Sorry it has been so long since my last post. There has been so many things in the works and so many lessons learned.
I have been reading other people's blogs about art, business and felting and it has gotten me thinking. Why am I doing what I am doing...
February was a huge learning curve for me. I had been contacted about doing some felt pigs for a small publishing company out west and got really excited about it. I did two sample pigs but did not ask for a deposit. First lesson learned! Always ask for a deposit. I now have two storybook pigs that hopefully someone will fall in love with.
I started timing myself on my work and realized that I really undervalue myself and my work. Felting is a much misunderstood art form. My friend Laura wrote a fantastic blog post on art and business that started this evaluation of artistic worth. Then I happened upon Feltoohlala's blog. When I first started needle felting this is the artist I showed my family to explain what could be aspired to. I deeply admire this artist's work. She wrote a wonderful piece on the artistry of needle felting and what a dis-service we do to other felt artists by underpricing our work. New artists are a pretty insecure lot and I am no exception. I find myself holding my breath when people look at my work, praying they will buy it and when they don't I feel slightly crushed and questioning my worth. When I post a piece on my etsy shop or on my my meylah store I check it several times a day to see how many views it gets. Reading Feltoohlala's posting made me realize that I had to change my thinking.
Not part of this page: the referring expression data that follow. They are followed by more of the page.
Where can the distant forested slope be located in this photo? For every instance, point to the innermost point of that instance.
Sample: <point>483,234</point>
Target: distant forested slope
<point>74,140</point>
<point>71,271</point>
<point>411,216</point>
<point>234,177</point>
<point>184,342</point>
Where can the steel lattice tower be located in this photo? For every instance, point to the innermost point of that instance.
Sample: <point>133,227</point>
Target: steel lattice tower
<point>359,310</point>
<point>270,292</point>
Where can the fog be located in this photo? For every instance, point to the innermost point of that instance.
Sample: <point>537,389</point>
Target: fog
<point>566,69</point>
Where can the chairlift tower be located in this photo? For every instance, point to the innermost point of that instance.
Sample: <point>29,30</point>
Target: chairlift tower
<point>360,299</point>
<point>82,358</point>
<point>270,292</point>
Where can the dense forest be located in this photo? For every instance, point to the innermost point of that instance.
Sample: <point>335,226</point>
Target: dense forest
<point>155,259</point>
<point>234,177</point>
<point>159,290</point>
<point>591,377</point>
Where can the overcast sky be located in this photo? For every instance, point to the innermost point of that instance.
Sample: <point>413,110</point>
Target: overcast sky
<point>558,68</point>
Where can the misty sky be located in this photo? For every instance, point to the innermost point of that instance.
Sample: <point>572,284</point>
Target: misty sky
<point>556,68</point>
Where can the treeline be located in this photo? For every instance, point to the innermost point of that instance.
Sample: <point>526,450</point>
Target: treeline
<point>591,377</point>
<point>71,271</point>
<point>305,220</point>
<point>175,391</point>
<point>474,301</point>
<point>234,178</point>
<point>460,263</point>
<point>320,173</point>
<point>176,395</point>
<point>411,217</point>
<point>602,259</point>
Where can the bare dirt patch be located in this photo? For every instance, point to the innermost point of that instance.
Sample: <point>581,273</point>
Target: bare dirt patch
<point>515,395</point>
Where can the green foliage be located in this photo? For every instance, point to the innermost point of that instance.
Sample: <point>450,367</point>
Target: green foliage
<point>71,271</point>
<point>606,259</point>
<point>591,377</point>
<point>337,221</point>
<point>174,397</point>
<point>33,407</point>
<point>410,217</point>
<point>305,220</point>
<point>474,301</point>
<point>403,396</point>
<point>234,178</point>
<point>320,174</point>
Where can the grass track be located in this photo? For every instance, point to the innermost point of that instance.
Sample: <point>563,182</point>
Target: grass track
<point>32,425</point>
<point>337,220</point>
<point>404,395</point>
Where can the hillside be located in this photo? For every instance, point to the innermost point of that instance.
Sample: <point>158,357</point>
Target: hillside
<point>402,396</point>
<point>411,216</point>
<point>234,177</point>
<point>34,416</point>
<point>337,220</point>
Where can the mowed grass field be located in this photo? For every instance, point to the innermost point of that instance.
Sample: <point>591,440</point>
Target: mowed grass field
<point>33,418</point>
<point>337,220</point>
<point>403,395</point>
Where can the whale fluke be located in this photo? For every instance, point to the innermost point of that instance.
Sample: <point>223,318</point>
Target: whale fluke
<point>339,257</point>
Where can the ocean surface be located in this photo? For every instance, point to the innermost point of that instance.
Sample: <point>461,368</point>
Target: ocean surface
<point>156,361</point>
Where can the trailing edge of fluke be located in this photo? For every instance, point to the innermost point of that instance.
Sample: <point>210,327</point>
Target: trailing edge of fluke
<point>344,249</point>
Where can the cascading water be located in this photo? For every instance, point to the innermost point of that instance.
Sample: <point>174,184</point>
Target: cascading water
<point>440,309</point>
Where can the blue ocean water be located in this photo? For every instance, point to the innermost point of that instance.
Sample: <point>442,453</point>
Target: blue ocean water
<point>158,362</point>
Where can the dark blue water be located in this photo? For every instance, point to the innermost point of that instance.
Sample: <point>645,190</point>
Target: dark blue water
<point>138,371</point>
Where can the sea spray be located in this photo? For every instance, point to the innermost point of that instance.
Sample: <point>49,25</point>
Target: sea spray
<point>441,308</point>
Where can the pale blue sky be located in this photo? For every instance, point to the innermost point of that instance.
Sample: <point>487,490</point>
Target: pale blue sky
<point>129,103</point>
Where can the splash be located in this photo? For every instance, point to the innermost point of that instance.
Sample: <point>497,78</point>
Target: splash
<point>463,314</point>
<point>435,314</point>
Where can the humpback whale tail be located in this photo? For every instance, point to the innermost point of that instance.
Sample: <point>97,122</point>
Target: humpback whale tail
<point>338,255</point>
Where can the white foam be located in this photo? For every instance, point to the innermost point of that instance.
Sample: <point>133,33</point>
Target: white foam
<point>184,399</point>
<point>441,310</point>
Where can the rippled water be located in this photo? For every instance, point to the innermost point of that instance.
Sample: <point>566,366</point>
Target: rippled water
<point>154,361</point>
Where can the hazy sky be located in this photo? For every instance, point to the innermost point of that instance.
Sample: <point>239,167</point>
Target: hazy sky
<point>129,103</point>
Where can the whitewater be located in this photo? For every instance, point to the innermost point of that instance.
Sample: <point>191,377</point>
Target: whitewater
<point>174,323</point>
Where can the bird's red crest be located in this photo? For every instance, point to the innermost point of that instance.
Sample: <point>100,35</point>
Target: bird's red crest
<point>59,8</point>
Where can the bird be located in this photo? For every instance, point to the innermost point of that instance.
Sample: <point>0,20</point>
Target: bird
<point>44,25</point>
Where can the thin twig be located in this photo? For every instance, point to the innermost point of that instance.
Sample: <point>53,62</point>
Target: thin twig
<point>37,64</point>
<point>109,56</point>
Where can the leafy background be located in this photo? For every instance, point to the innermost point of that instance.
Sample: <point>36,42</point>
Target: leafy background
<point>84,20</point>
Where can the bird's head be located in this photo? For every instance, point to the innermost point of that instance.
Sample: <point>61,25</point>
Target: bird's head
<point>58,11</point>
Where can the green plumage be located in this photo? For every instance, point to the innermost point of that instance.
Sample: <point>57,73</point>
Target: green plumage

Internet sales is time consuming and costly. I post a piece, pin it, wanelo it, tumblr it, revise it etc. Then there is the Facebook posting and tweeting, many times without to much feedback from fans and followers. I update my webpage, make sure the stores and fairs are up and update the gallery sections. It costs monetarily and time wise. These are things I didn't consider when I opened for business a year ago. Now blogging....
I have had some pretty good success with consignment and wholesale locally but I am having to rethink my wholesale pricing (refer to former paragraphs). I am getting accepted into craft shows that were once places I shopped and there is a good possibility that I will have a couple of galleries interested. A local theater may want to use me for masks and that is thrilling. I get treasured and favorite on Etsy, I won a contest on Meylah and hopefully this will translate into sales.
I never thought I would find such an art form that excites me as much as wool sculpting does. I really have never been happier then I have been felting (besides being the pixie's mom). In fact I am so happy that I am thinking of letting go of my social work license. That's right, I am a medical social worker and I find myself thinking that I really don't want to go back to it. I really want to make this work because for once in my life I really really love what I am doing.
So that is all the random thoughts for this month...thanks for reading!